Ontologies in Evolutionary Biology
From HAO Wiki
Ontologies represent formalized domains of knowledge, whereby classes (or terms) are related to one another to enable logical reasoning. For example, we have three classes: A, B, and green, and these classes are related as: B part_of A and A has_color green. Given this ontology we can reason that B must also be green since it is part of A (which has the color green). We are able to make inferences on the color of B—in the absence of explicit statements about the color of B—because we have an ontology that indirectly includes this information. That is, an ontology serves as a formal model through which one can employ mathematical logic to clarify and define concepts and relationships within a domain of interest (e.g., biology).
Our recognition of ontologies as formalized domains of knowledge and as logical inference tools stretches back millennia (at least to Aristotle), and the employment of controlled vocabularies for complex representations of information in computer science is well established (Bard 2008). Only recently has the power of ontologies for the consistent representation and subsequent mining of biological data been recognized, however, with the model organism and genomics communities pioneering the use of controlled vocabularies for gene expression annotations (e.g., the Gene Ontology). Successes in this area of informatics, especially the development of user-friendly tools and emerging standards for these resources, resulted in a recent, rapid burst of ontology use in evolutionary biology (e.g., Mabee et al. 2007a, b, Ramírez et al. 2008). Like phylogenies (the tree-like patterns of historical relationships between organisms), ontologies link, and therefore provide critical contexts for biological concepts; in this way ontologies provide another important mechanism from which inferences that inform our collective knowledge of evolutionary biology are generated.
The meteoric rise in conversation concerning ontologies (witness the recent workshops sponsored by the ZFIN/NESCent collaboration) can also be attributed to continued development of the Semantic Web. By formalizing relationships between otherwise disparate concepts, knowledge can be more readily harvested by computers and people. An increasing amount of biological information, often from vastly different domains (e.g., genomics, ecology, fishes, plants) is being ported to the Web (e.g., the Encyclopedia of Life), and the continued refinement of expertly constructed ontologies will help avail these data to a broad audience.

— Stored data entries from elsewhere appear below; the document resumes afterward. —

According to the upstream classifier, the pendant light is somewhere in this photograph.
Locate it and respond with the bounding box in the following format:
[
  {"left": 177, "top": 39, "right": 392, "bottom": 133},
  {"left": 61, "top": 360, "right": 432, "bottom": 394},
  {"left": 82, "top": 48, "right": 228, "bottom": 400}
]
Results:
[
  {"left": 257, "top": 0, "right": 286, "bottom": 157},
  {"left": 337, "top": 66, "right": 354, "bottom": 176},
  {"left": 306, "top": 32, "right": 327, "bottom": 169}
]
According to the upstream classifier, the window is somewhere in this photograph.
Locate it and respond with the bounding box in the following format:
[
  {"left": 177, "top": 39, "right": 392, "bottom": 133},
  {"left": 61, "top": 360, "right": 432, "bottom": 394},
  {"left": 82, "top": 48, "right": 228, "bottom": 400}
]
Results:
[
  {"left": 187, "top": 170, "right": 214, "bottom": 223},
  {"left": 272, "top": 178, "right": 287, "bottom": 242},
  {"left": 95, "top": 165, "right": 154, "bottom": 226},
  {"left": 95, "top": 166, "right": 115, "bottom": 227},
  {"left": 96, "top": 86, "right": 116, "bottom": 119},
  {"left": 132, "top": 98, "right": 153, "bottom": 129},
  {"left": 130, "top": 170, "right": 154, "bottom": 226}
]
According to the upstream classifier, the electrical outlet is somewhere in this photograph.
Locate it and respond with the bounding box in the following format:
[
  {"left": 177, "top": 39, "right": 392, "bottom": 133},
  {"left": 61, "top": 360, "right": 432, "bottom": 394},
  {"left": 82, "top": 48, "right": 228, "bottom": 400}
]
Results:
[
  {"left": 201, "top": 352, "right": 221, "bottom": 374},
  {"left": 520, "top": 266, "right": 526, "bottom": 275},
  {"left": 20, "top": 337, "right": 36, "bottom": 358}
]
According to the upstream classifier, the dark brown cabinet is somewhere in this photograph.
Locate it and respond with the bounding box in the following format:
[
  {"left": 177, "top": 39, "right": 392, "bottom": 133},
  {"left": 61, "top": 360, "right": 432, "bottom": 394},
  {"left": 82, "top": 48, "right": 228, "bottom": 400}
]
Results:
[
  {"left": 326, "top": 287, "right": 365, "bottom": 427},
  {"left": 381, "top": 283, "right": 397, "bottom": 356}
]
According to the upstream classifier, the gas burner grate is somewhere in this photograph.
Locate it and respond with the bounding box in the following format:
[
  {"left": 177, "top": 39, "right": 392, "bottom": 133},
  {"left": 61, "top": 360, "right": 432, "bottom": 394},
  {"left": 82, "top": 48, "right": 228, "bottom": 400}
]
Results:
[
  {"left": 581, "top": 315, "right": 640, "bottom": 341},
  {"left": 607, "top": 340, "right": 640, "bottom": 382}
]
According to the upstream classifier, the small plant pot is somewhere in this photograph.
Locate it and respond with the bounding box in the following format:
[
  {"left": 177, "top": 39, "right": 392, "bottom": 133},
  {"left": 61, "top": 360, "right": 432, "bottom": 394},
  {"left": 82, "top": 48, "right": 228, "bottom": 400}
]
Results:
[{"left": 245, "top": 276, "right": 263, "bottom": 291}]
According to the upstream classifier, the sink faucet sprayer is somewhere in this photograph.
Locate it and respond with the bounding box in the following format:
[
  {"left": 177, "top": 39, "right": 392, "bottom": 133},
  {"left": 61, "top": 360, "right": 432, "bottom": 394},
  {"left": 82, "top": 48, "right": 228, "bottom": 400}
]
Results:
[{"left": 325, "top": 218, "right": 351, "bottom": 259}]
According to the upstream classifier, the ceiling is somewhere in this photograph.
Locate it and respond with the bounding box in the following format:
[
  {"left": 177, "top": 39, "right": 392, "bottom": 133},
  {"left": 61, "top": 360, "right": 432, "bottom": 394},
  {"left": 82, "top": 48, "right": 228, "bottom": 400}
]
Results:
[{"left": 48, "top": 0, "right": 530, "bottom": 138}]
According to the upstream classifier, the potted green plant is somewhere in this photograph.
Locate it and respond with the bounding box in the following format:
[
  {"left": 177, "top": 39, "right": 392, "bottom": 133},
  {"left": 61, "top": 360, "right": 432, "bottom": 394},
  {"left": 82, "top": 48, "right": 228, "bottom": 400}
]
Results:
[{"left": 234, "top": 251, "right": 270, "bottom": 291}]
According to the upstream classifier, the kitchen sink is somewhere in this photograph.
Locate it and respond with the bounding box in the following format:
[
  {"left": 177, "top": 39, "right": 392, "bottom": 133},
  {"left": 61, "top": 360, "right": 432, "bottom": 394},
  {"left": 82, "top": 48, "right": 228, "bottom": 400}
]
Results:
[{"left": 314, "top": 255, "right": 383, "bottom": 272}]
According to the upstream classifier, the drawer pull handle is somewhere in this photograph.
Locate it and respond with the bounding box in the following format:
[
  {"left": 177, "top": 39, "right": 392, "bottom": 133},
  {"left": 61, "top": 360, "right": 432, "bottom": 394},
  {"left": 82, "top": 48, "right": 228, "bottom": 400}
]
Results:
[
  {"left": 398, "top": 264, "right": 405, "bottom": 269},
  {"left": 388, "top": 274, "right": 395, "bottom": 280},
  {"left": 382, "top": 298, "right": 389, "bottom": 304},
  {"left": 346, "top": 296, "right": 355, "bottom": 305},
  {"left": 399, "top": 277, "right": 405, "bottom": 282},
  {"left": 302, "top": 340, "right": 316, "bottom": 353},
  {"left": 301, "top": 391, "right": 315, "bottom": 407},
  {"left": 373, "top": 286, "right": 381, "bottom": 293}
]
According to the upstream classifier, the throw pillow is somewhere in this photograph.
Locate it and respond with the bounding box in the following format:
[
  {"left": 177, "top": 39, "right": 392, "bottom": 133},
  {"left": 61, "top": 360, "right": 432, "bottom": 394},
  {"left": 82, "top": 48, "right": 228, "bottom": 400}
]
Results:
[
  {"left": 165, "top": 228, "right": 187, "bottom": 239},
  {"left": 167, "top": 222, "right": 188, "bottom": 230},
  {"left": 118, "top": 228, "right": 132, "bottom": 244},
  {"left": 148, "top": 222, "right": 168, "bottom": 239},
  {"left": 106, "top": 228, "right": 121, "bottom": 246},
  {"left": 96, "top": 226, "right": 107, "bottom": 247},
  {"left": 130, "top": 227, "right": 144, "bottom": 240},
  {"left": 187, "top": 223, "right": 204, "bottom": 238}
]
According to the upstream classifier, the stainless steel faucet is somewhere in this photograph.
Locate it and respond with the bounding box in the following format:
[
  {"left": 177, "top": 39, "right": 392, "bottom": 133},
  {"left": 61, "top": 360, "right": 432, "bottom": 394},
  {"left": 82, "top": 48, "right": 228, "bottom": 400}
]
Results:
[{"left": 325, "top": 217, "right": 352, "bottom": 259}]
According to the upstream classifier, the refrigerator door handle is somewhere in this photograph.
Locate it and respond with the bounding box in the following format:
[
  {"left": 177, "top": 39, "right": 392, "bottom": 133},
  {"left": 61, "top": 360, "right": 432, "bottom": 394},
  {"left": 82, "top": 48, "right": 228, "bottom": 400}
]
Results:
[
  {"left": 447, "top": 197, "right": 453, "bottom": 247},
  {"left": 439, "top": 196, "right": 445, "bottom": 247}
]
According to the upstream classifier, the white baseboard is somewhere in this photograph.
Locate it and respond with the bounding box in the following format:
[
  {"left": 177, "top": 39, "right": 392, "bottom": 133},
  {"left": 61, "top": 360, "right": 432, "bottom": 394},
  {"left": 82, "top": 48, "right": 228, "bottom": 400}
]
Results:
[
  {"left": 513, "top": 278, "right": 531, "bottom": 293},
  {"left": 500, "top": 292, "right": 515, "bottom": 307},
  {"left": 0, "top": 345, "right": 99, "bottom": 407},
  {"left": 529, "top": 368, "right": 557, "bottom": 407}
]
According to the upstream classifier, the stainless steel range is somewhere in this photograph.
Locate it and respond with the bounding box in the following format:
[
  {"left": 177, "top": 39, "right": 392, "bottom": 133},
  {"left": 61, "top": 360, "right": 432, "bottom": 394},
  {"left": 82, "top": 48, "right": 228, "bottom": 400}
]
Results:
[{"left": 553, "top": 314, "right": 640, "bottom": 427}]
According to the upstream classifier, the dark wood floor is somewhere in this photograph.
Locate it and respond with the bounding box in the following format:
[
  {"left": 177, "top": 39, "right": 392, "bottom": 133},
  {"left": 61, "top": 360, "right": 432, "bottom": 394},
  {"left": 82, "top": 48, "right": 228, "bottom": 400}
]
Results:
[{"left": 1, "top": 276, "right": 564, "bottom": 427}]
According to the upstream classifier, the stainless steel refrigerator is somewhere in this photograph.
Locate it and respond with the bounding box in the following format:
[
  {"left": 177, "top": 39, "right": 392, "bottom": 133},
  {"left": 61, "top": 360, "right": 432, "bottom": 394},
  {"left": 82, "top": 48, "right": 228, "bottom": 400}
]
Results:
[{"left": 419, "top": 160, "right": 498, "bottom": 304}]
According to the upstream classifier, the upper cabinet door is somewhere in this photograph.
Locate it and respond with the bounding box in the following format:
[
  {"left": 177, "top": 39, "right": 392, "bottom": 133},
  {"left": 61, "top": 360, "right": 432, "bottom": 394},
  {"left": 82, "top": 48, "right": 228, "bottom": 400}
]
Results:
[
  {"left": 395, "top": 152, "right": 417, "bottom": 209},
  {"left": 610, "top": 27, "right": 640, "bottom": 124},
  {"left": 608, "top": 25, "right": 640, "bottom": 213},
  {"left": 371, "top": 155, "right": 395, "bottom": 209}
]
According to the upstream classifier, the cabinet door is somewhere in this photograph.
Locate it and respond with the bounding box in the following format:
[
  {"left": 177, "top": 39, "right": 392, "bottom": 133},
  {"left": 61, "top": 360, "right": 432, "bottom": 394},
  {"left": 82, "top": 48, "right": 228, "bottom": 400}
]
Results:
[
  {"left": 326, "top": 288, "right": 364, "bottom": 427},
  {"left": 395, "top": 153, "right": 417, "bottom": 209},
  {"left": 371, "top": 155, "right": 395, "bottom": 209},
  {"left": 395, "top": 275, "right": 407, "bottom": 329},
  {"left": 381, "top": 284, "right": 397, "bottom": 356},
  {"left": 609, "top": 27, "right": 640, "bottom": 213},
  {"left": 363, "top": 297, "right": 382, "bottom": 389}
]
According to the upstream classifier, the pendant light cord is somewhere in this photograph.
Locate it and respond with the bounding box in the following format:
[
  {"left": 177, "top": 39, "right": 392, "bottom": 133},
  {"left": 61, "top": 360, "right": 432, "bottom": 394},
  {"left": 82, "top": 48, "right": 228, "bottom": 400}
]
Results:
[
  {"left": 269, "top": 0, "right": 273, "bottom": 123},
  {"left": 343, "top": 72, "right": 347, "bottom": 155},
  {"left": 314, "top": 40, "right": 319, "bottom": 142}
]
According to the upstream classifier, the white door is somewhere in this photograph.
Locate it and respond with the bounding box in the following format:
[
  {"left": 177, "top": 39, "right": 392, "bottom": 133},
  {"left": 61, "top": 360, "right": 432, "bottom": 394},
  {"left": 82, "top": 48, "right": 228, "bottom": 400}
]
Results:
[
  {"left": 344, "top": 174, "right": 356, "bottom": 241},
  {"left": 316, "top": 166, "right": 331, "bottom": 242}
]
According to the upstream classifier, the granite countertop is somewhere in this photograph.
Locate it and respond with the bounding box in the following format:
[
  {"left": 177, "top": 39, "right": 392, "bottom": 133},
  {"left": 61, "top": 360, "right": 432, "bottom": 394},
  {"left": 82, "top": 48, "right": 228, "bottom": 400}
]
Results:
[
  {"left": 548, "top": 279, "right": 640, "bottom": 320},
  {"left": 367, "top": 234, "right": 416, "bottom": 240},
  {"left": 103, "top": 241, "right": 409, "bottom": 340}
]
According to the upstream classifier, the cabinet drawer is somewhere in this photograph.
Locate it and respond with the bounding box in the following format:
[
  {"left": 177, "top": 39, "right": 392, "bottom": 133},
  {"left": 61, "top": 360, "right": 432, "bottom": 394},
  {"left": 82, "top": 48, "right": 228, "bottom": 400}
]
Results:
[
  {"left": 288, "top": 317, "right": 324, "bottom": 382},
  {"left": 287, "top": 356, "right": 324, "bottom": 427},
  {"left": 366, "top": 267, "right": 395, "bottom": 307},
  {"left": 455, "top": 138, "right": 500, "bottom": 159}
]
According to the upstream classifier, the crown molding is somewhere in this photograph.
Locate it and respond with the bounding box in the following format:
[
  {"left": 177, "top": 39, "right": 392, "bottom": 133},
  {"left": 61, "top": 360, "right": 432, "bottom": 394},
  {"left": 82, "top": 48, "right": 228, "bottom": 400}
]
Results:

Enhancing biological research
The Biology domain has always benefited from ontological entities. The Linnaean classification is essentially an ontology of taxon names connected by is_a relationships (Homo is_a Homonidae), and even the pre-Linnaean taxonomies were hierarchical. The onset of large-scale genomics projects, which collected thousands of instances of gene sequences and gene expressions, set off a colossal effort to standardize and classify the way those instances are described. The resulting ontology (the Gene Ontology (GO); http://www.geneontology.org/) spans all of life (as we all operate by products coded from nucleic acids) and enables gene expression data from the nematode model, C. elegans, to be compared with gene expression data from flies and plants.
Since the establishment of GO the Biology domain has witnessed the emergence of numerous relevant ontologies that define and relate classes of anatomy (e.g., Amphibian Gross Anatomy, 958 terms; C. elegans Gross Anatomy, 6,725 terms; Drosophila Gross Anatomy, 6,321 terms; Mosquito Gross Anatomy, 1,861 terms; Spider Comparative Biology, 450 terms), behavior (Loggerhead Nesting Behavior, 246 terms), phenotypic qualities (PATO, 1,976 terms), units of measurement (267 terms), and spatial entities (Spatial Ontology, 106 terms). These controlled vocabularies, especially when used in concert, can be exploited to make semantic statements about biology (in this case a fly):
Original statement: Length of the ventral margin of the head = 0.1 mm. Expressed as classes: (PATO:0001708) (BSPO:0000684) (FBbt:00000004) (UO:0000016) From these ontologies: (phenotype quality) (spatial) (fly anatomy) (units of measurement)
This example can be understood by both humans and machines that mine bodies of such statements (e.g., databases of species descriptions). As more subdomains of Biology employ ontologies, an increased amount of critical knowledge can be recovered from existing and future blocks of data.
The goal of this project is to refine and avail the Hymenoptera Ontology (HO) of anatomy in order to 1) facilitate the extraction of vast information from legacy descriptive taxonomy literature (which covers >115,000 species at present); 2) provide Web-based mechanisms which maximize the utility of the HO; 3) provide a foundation from which new mechanisms of (re)describing and identifying hymenopteran species can evolve; and 4) enable the informed annotation and efficient querying of genes/gene expression and genomic databases.
Two major challenges must be surmounted to realize our goals: 1) taming the large and diverse lexicon used to treat Hymenoptera anatomy and 2) adopting and employing the rapidly expanding suite of tools and standards used to promote semantic biology. We are extremely well positioned to unify these fields thanks, in part, to the strong support of a diverse community of experts. Our effort to date illustrates that though we have put together a sizable effort both in terms of data and applications, we require further input to catalyze a revolution in Hymenoptera-related science.